Petrified on the back of a pedalo in the Balearic Sea off Alcudia
I can see the ghost of my uncle Derek waving to us from the beach
Gently drifting out of reach
The telephone receiver swinging by its cord
A glass of broken beer expanding on the lino

The imagery is terrific throughout but it can be easy to get lost within the regional colloquialisms and the rapid shifting of topics on the third and fourth verses but you can easily sit back and let the climb of each verse into its chorus create sonic satisfaction. I love the desperation of the ending as Richard painfully laments the frailty of the mind, the absurdity of memories as he can clearly visualize childhood karate trophies better than the faces of the ones he loves. It’s this kind of original, relatable, and above all poetic lyricism that makes Richard one of today’s greats. Which is continued on track number three, The Vile Stuff. As the title implies the song revolves around Richard’s teenage misadventures with the ubiquitous depressant, alcohol. It begins with a feverish instrumental intro similar to the opener until it is interrupted by the only percussion of the whole album, steady hand claps, then Richard himself. It’s intense from here on out, everyone in the bar is banging their mugs whilst standing at attention to our manic narrator, spinning a yarn all too familiar. Every line is a quotable and his delivery on each gives them an even greater life. 

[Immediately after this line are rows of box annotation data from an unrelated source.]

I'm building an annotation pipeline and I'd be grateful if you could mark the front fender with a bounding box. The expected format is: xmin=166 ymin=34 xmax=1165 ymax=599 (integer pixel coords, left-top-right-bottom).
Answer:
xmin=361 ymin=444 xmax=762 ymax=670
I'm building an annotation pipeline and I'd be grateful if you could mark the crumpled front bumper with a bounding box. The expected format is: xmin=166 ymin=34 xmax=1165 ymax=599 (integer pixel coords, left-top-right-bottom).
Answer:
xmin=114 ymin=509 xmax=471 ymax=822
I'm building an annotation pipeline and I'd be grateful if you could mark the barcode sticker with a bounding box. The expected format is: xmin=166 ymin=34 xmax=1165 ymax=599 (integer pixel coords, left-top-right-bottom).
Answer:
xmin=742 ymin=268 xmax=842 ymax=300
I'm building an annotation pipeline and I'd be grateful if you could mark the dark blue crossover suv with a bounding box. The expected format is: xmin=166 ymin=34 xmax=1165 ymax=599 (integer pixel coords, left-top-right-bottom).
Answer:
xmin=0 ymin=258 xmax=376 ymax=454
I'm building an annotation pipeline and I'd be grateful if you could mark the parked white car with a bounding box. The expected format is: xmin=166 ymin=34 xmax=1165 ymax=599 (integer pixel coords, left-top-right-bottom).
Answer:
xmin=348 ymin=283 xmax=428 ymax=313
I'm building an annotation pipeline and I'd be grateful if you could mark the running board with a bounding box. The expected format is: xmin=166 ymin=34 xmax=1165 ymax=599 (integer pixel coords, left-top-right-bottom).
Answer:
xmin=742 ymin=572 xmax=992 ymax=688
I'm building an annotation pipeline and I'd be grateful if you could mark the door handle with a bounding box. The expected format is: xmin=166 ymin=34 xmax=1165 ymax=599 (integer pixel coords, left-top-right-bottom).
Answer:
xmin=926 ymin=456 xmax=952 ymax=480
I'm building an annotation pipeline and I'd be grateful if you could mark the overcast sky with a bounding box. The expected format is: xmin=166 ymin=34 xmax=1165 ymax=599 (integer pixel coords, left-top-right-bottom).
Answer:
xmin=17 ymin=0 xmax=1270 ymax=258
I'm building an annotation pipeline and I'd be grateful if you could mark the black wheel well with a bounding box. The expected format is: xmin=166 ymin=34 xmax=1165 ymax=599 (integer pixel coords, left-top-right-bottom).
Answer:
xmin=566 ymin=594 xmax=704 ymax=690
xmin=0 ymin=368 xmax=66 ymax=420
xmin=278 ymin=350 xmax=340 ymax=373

Outside the chip shop Thaddeus Wagstaff fractures my cheekbone;
3 empty cans of Castlemaine XXXX
Go rolling down my trouser leg
Blood, snot and curry coalesce in the corners of my nails
My friends drifting away from me

The way Richard digs deep and howls “3 empty cans” is pure mad brilliance. The star of the show is the chorus, the frenzy dies down for it to build back in a few short words; when he hits the word vile, all hell breaks loose.

I only drank a few little droplets
I only took a tiny draught of the vile stuff

I find it impossible not bang my fist on the nearest sturdy object and shout along, the rawness compels you to action, strain along with Richard, feel the emotions flow through your bones. When it’s finished there is a palpable exhaustion, not just from the listener but you can feel Richard taking a heavy breath, covered in sweat. The closing song, Doubting Thomas, is a needed break, the cool down from the wild sprints. As such it’s some low feedback and sparse notes, not the head turning genius of what’s come prior, but needed the same. Nothing Important is so many things. Simple and yet complex, multifaceted, always a lyric or passage to grow more attached to. Refined yet barbaric. An abrasive racket and yet its beauty resonates with me long after listening. Give it a listen, please, you may not like it, but it accomplishes what all the best art does, stops you dead in your tracks.